Mobile check-in, apps and social media: a look at flying in 2015

By 2015, mobile apps, social media, smartphones and location-based (NFC) technology will have changed the way we travel, says a new report.

NFC smart pass at airports

What if, in the future, airports were so automated that our first interaction could be with the cabin crew on the flight?

Modern technology is giving us more control over our journeys through the airport, with some airlines allowing us to check in with our smartphones, tag our checked bags, and even board flights without an airline agent by swiping our boarding pass at a kiosk reader.

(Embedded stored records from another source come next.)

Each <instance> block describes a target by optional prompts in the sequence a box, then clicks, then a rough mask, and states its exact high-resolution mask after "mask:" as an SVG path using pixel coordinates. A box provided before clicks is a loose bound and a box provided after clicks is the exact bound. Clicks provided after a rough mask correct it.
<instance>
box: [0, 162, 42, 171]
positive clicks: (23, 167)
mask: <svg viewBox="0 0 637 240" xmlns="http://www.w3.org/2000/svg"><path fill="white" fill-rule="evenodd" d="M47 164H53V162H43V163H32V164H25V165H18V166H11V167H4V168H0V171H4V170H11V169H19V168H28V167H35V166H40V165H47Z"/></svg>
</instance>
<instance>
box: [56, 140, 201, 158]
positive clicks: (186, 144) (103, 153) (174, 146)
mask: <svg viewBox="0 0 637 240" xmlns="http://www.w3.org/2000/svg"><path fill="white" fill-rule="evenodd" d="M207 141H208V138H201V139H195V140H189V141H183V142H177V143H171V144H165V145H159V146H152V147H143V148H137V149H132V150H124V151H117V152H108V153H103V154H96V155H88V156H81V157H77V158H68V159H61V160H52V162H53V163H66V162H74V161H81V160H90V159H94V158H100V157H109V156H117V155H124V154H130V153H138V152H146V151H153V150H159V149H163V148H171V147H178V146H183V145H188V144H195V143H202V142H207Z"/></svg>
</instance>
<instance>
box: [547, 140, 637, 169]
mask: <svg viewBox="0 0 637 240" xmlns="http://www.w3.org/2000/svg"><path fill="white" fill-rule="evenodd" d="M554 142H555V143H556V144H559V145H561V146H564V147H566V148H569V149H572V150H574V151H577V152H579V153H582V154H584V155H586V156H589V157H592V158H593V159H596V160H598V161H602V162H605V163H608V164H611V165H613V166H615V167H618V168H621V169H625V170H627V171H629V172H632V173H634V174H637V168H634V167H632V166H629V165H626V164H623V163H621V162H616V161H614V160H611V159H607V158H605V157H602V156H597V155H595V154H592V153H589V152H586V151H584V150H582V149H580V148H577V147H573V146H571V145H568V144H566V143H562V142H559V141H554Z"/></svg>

Fast forward a few years and by 2015, self-service will have come of age, and travellers will be turning to their smartphones and social media to interact with airlines and airports in real-time. That’s according to a new report – Flying into the Future – by airline IT provider, SITA.

The report sheds light on four major IT trends that are expected to shape the way we travel in 2015, based on a recent survey of airlines, airports and passengers.

Here are some of the insights:

Booking holidays through your mobile

By 2015, airlines and airports expect the web and mobile phone to be the main ways that we buy travel services.

Smart phone apps and social media are creating opportunities for airlines and airports to offer personalised buying experiences, the report says.

Alaska Airlines is one of several airlines with a travel app that alerts flyers to airfare deals from their hometowns and to cities where their friends live.

Passengers will take more control

The report predicts that by 2015, close to 90% of airlines will offer mobile check-in, up from the 50% today.

Passengers will use 2D boarding passes or contactless technology such as Near Field Communications (NFC) on their phones at different stages of their journey, such as at boarding gates, fast-track security zones and to access premium passenger lounges.

Japan Airlines’ Touch & Go Android is one example of an app which will allow passengers to pass through boarding gates using their NFC-enabled phones. Frances Toulouse-Blagnac Airport is piloting a similar service.

More than half of airlines and airports also have plans to invest in automated boarding gates by 2015.

Abu Dhabi International Airport is piloting self-boarding gates in a bid to reduce long queues at the gate.

Lufthansa is one of the early adopters of self-boarding gates.

Customer service will become more mobile and social

By 2015, the report predicts that 9 out of 10 airlines and airports will provide flight updates using smartphone apps.

Edinburgh Airport is one of several airports with apps that help passengers plan their journeys to and from the airport, track their flights, access terminal maps and reserve parking spots before they arrive.

Airlines and airports will offer more personalised services

Airlines and airports will be more willing to share personal passenger data to help them tailor their services better to passengers, the report says.

By the end of 2015, SITA expects 80% of airports to be sharing passenger data with airlines. 53% of airlines – who are more protective of their data – will be sharing data with airports.

European airline, Vueling is trying to better understand its customers and improve interaction with them by tapping into information on social networks. It is also looking at ways to use this data in a way that encourages loyalty and by making personalised offers to customers.